Claude Agent SDK
This provider makes Claude Agent SDK available for evals through its TypeScript SDK.
The Claude Agent SDK was formerly known as the Claude Code SDK. It's still built on top of Claude Code and exposes all its functionality.
Provider IDs
You can reference this provider using either:
anthropic:claude-agent-sdk
(full name)anthropic:claude-code
(alias)
Installation
The Claude Agent SDK provider requires the @anthropic-ai/claude-agent-sdk
package to be installed separately:
npm install @anthropic-ai/claude-agent-sdk
This is an optional dependency and only needs to be installed if you want to use the Claude Agent SDK provider.
Setup
The easiest way to get started is with an Anthropic API key. You can set it with the ANTHROPIC_API_KEY
environment variable or specify the apiKey
in the provider configuration.
Create Anthropic API keys here.
Example of setting the environment variable:
export ANTHROPIC_API_KEY=your_api_key_here
Other Model Providers
Apart from using the Anthropic API, you can also use AWS Bedrock and Google Vertex AI.
For AWS Bedrock:
- Set the
CLAUDE_CODE_USE_BEDROCK
environment variable totrue
:
export CLAUDE_CODE_USE_BEDROCK=true
- Follow the Claude Code Bedrock documentation to make credentials available to Claude Agent SDK.
For Google Vertex:
- Set the
CLAUDE_CODE_USE_VERTEX
environment variable totrue
:
export CLAUDE_CODE_USE_VERTEX=true
- Follow the Claude Code Vertex documentation to make credentials available to Claude Agent SDK.
Quick Start
Basic Usage
By default, Claude Agent SDK runs in a temporary directory with no tools enabled, using the default
permission mode. This makes it behave similarly to the standard Anthropic provider. It has no access to the file system (read or write) and can't run system commands.
providers:
- anthropic:claude-agent-sdk
prompts:
- 'Output a python function that prints the first 10 numbers in the Fibonacci sequence'
When your test cases finish, the temporary directory is deleted.
With Working Directory
You can specify a specific working directory for Claude Agent SDK to run in:
providers:
- id: anthropic:claude-agent-sdk
config:
working_dir: ./src
prompts:
- 'Review the TypeScript files and identify potential bugs'
This allows you to prepare a directory with files or sub-directories before running your tests.
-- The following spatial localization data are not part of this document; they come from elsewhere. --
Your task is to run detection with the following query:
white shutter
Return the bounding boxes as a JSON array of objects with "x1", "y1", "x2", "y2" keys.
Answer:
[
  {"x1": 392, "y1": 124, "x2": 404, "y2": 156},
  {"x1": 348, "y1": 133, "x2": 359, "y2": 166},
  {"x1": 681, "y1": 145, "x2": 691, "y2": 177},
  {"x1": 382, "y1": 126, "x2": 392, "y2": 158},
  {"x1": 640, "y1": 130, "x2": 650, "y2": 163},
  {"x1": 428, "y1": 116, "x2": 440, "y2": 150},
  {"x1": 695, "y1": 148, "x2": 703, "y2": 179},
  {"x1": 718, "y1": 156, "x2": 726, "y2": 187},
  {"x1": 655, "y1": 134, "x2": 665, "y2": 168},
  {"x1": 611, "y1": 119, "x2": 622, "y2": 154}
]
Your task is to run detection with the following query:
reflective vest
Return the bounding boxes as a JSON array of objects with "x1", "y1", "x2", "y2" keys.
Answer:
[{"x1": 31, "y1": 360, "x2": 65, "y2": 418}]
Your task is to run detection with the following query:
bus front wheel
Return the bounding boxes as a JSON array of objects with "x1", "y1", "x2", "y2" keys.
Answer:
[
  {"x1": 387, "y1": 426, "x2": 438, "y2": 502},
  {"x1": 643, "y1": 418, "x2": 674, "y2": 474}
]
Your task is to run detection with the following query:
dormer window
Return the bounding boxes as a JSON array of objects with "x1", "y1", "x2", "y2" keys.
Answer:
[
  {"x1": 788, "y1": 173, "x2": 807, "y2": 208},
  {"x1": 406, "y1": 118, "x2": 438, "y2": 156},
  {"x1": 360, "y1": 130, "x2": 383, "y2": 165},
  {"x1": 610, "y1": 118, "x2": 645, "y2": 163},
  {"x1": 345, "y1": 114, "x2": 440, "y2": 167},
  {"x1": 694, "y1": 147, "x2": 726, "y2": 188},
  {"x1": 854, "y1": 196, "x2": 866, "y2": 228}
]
By default, when you specify a working directory, Claude Agent SDK is given read-only access to the directory.
With Side Effects
You can also allow Claude Agent SDK to write to files, run system commands, call MCP servers, and more.
Here's an example that will allow Claude Agent SDK to both read from and write to files in the working directory. It uses append_allowed_tools
to add tools for writing and editing files to the default set of read-only tools. It also sets permission_mode
to acceptEdits
so Claude Agent SDK can modify files without asking for confirmation.
providers:
- id: anthropic:claude-agent-sdk
config:
working_dir: ./my-project
append_allowed_tools: ['Write', 'Edit', 'MultiEdit']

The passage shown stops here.